The story was that no one was an acceptable member of the clan until h
e had killed his man. It was certain that all the young men left Cary Valley and journeyed here and there through the West. About half of them or more never came back. Those who returned wore scars, as a rule.
I have even heard it said that every single male in Cary Valley had killed his man. This I don't vouch for, but it's a common superstition among a lot of people who ought to know what they're talking about. No wonder my flesh was creeping more than a little as I faced this young savage.
He kept turning the idea of me in his mind like a bird on a spit.
"You go on with your hunting, and I'll ride on and see your folks," said I.
He grinned at me.
"You think I'm a fool. You're a fool for thinking so," said he.

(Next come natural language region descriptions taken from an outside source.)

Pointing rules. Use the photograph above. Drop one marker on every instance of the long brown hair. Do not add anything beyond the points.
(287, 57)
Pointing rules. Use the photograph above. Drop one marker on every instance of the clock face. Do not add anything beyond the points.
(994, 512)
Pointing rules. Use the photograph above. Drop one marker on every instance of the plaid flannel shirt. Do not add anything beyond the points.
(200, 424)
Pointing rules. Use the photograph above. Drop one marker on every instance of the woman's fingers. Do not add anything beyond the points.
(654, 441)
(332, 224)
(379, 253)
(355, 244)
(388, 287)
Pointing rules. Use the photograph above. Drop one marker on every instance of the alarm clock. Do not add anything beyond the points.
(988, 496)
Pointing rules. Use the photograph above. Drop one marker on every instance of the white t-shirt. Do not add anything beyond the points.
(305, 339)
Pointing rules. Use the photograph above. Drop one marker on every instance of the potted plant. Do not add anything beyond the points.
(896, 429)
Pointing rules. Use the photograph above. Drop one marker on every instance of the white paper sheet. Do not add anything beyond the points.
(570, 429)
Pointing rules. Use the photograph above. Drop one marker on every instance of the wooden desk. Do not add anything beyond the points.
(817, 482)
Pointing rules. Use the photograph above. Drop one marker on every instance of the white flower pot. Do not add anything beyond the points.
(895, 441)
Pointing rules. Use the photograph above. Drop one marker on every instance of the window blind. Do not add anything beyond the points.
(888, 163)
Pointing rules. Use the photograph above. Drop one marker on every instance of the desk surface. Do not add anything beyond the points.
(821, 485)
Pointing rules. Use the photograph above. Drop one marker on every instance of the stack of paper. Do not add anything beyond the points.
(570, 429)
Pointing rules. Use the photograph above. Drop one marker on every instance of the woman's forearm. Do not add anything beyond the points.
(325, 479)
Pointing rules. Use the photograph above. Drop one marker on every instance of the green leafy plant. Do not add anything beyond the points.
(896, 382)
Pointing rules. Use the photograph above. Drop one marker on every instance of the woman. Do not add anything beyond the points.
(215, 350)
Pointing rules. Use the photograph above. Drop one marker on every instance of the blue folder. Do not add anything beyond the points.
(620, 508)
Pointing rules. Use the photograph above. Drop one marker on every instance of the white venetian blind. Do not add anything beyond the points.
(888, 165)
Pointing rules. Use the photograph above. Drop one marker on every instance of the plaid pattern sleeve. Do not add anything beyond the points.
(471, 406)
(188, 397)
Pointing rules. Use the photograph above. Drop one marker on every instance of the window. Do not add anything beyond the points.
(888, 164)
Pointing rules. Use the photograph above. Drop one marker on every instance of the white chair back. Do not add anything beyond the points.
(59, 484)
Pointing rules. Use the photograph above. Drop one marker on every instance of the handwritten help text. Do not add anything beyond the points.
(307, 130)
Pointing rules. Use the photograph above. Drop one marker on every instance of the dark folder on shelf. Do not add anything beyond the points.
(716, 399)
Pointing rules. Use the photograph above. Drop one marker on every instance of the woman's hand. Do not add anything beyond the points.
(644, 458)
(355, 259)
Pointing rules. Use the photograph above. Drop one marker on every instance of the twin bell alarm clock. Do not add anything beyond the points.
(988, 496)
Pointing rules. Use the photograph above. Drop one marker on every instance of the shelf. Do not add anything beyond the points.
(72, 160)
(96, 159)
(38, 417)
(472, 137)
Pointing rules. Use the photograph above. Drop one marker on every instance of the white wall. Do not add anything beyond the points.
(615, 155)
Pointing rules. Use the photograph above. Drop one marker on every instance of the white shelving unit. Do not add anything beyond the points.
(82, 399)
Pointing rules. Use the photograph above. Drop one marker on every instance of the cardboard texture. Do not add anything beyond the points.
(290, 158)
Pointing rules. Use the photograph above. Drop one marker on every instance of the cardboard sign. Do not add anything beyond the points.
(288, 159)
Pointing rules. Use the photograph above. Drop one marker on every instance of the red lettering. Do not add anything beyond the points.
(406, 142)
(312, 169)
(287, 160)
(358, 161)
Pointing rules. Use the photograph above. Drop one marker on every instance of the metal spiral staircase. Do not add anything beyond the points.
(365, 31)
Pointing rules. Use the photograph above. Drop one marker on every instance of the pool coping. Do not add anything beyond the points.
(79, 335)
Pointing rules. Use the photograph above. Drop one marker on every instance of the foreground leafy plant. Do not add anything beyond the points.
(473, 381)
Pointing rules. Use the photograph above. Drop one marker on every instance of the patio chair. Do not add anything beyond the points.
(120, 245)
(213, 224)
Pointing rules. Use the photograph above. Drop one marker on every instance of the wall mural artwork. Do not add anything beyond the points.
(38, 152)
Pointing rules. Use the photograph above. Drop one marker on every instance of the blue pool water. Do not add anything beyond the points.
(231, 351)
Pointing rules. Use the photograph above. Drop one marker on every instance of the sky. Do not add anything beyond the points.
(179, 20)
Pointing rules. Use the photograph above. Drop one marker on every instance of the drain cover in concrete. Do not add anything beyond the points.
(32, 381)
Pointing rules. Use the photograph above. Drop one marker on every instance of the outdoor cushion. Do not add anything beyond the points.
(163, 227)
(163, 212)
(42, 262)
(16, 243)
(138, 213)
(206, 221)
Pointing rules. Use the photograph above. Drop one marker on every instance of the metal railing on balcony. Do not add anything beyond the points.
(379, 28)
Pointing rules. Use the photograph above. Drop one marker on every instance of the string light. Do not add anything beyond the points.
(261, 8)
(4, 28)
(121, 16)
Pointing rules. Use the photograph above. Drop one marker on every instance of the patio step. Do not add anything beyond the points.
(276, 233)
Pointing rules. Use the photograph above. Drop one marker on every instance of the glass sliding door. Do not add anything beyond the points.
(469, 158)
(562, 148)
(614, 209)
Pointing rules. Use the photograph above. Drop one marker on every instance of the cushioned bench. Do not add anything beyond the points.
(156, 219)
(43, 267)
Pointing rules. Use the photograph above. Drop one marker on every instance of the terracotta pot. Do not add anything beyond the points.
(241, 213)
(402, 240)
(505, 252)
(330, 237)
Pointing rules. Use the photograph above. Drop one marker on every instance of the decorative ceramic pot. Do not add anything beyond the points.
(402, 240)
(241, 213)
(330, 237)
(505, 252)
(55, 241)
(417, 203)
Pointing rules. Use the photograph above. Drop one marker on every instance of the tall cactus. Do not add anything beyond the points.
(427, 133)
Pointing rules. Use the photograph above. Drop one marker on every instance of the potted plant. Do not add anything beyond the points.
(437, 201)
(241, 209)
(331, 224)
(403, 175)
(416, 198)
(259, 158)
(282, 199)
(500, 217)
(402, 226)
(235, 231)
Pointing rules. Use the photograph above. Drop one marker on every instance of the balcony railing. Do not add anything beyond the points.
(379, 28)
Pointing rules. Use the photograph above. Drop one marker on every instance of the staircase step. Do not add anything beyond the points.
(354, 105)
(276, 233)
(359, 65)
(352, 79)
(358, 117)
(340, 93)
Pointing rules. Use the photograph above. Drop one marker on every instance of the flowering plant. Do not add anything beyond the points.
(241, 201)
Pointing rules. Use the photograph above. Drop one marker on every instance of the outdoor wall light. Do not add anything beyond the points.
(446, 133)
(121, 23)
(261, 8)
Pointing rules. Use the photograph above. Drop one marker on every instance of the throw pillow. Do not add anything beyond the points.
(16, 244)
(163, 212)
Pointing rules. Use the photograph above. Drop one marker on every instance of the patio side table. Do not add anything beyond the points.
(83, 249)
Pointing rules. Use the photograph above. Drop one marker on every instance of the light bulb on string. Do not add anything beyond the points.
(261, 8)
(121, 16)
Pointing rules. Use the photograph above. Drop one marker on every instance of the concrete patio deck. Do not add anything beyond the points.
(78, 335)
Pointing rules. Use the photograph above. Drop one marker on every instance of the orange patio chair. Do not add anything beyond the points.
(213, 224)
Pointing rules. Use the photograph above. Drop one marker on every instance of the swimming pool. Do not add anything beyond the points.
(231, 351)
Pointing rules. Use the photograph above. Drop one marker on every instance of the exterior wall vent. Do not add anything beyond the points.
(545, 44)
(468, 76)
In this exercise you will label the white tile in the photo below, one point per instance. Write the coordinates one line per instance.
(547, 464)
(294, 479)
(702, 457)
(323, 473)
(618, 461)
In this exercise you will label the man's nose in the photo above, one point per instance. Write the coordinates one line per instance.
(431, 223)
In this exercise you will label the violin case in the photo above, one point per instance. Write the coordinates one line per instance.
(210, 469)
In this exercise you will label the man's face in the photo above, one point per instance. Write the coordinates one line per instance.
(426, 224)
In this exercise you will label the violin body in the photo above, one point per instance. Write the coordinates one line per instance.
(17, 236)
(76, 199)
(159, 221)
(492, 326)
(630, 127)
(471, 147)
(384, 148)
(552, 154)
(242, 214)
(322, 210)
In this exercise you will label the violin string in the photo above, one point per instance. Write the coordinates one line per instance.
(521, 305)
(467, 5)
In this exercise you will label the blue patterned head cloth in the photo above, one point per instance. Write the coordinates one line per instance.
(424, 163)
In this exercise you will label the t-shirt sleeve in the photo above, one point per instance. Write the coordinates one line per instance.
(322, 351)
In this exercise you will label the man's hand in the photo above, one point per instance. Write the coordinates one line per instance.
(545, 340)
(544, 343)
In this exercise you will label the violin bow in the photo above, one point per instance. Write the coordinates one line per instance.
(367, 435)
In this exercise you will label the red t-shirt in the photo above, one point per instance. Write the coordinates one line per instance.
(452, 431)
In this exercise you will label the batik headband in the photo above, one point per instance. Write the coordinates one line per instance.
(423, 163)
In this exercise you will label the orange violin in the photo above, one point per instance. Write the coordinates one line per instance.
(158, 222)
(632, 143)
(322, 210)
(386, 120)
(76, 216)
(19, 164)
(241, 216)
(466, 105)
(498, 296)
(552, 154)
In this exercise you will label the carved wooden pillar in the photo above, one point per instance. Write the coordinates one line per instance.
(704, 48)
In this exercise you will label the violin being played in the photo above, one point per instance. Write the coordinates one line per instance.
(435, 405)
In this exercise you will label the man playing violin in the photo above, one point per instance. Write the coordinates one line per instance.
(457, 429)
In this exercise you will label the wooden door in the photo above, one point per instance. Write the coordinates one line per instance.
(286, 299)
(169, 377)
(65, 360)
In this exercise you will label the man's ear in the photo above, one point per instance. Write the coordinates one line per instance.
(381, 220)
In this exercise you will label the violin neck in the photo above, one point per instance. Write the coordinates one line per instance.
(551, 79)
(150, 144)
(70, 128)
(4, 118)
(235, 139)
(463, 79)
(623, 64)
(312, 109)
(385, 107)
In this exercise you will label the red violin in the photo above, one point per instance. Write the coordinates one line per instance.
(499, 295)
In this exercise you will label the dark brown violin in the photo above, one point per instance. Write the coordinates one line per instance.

"What's your name?" I asked him.
"Chuck," said he.
"Chuck," said I, "you ought not to look at a stranger as though he were a freak of nature or a snake. What's wrong about a fellow riding into your valley?"
"Nobody's asked here; nobody's wanted here; nobody but a fool or a crook would try to break in," said Chuck.
"All right, then," said I patiently. "If that's the way you people feel about it, I'll have to turn around and get out."
"Yeah. Go on and git," said Chuck.
I turned the horse, glad to be headed away from that young panther.
"Wait a minute!" he sang out.
I pulled the reins and turned my head.
"Maybe I'll take you on to the house," said he.
"That suits me," said I.
"Maybe it won't suit you so well when the old man gets through with you," said Chuck. "Ride along ahead of me, and don't try no funny business, or I'm goin' to lambast you."
I rode ahead of him and I didn't try any funny business. But I could hardly keep from chuckling when I thought of the trouble that lad had ahead of him if he kept right down this side of the creek. Taxi and Silver and Clonmel were all down there, somewhere, waiting for me. It would probably be quite a point in this lad's life, if he had a close look at the great Jim Silver.